Заметим (опять же, опираясь на недостоверные показания наших приборов), что страх перед вирусом гораздо меньше страха перед карантином — люди по-прежнему носят маски сдвинутыми на подбородок, и в ежедневных сводках оперштаба видится не угроза оказаться на ковидном койкоместе, а опасность вновь оказаться внутри цифрового периметра из электронных пропусков. Кажется, за время первого карантина мы узнали что-то важное — или инстинктивно почувствовали — и про то, как работает общество в целом. Логика тех операций, которые проводят над нами политики, — это своеобразная эпидемиологическая редукция: если ограничить передвижения X людей, число заболевших уменьшится на Y eдиниц, все остальное не имеет значения. Иногда в это уравнение добавляют экономическую составляющую: нужно найти какой-то баланс между X, оставшимися дома, и Y, продолжающими работать на производстве, чтобы Z заболевших не превышало числа доступных койкомест, и еще произведенных продуктов и услуг хватило бы и на X, и на Y, и на Z. Эти уравнения могут быть точны и обоснованы — но остаются заведомо неполными: мы много раз читали (и, опять же, интуитивно чувствуем), что любое событие влечет за собой цепочку наслаивающихся друг на друга непредсказуемых последствий, и случайно раздавленная бабочка может изменить ход мировой истории.

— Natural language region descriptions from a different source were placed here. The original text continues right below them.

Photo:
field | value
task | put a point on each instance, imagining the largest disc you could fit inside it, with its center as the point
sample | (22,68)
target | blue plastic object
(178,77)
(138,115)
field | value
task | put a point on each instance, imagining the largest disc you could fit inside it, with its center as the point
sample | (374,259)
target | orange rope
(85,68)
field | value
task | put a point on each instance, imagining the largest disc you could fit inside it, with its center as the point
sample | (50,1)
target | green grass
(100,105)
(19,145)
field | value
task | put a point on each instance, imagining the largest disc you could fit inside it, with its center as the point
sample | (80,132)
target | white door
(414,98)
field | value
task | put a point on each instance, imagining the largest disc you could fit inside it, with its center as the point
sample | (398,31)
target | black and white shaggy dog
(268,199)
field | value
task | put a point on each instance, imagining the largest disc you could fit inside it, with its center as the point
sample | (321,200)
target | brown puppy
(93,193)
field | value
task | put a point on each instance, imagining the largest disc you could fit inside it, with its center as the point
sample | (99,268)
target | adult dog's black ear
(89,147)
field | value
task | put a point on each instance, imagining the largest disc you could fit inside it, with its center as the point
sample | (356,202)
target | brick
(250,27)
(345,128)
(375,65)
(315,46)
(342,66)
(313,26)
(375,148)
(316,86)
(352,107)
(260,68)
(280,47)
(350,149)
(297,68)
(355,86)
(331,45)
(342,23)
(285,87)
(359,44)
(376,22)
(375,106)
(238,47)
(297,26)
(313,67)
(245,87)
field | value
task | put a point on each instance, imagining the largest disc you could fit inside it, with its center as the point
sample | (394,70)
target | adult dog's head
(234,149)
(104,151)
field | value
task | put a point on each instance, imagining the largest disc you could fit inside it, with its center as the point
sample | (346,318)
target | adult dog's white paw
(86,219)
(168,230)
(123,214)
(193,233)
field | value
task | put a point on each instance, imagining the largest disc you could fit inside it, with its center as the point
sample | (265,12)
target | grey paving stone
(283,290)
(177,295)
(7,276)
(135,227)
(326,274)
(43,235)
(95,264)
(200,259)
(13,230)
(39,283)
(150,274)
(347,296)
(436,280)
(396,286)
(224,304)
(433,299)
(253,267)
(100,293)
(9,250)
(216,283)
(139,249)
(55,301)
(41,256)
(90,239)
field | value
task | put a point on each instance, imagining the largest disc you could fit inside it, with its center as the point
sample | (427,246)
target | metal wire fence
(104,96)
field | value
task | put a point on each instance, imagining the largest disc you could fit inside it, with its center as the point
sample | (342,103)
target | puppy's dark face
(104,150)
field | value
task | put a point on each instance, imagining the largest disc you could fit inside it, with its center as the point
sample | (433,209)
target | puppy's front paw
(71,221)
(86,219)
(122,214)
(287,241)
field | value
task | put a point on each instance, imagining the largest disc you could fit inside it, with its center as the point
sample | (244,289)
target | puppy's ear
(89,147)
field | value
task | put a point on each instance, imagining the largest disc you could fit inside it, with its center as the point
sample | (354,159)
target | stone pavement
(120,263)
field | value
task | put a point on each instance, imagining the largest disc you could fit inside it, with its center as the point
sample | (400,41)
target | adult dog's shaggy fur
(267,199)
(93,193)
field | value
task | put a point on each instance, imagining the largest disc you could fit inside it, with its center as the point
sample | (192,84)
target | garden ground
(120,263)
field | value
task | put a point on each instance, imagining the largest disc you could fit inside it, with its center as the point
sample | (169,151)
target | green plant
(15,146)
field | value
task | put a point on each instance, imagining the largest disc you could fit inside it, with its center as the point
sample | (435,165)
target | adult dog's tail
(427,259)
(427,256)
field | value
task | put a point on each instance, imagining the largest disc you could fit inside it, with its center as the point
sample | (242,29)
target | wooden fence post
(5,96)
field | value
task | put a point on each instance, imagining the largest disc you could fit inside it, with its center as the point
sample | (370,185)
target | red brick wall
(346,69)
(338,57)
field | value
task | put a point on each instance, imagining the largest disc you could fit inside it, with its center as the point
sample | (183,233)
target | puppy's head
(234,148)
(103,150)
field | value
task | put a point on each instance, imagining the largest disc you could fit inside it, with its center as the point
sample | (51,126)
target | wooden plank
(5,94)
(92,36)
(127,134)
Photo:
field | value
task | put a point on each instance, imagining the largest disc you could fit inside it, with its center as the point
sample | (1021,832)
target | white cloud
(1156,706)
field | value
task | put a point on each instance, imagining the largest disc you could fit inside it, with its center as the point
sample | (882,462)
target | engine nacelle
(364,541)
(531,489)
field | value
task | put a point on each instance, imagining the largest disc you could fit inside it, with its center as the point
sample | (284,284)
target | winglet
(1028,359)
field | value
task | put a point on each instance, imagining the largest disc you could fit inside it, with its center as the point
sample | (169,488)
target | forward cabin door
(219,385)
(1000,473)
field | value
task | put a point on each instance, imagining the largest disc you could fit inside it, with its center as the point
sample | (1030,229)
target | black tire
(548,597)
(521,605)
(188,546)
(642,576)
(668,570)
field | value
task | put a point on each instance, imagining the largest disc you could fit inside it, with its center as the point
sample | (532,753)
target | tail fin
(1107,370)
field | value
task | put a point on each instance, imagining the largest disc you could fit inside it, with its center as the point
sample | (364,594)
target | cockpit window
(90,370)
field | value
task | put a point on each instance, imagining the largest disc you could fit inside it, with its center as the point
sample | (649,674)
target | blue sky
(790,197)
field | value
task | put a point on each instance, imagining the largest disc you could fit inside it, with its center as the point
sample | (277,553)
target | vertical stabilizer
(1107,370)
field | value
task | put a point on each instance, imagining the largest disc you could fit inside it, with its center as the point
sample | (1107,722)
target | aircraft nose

А если это не бабочка, а сотни тысяч людей, которые оказываются выбиты из привычной колеи (а иногда и лишены средств к существованию), — к чему приводят их тревога, страх, апатия, все эти эмоциональные качели, которые раскачивают их во время карантина? Во что они конвертируются? Взрыв движения BLM или протесты в Беларуси — они действительно порождены только проблемой системного расизма или засидевшимся на троне автократом, нет ли в них импульса, порожденного тревогами и ограничениями прошлой весны? Тот астенический синдром, в котором находится сейчас столичная публика, — вяло проглатывающая и фактическое введение пожизненного правления нынешнего президента, и попытку убийства его главного политического противника, — он откуда взялся, и во что он выльется на второй волне ограничений? Тот политический хаос, который все заметнее вырисовывается на горизонте главной мировой сверхдержавы, — он совершенно никак не связан с тем наслоением искусственных и непоследовательных ограничений и системного фэйла медицинской системы, который происходит в последние полгода? Такое ощущение, что мы присутствуем при грандиозном социальном эксперименте, важнейший параметр которого — что будет с людьми, если их запереть по домам и лишить привычной среды существования, — даже не отслеживается, поскольку проходит в умах по сугубо медицинской части.
И если бы мы при этом эксперименте только присутствовали — но нет, мы и есть его объекты. И, кажется, нам придется снова его пережить.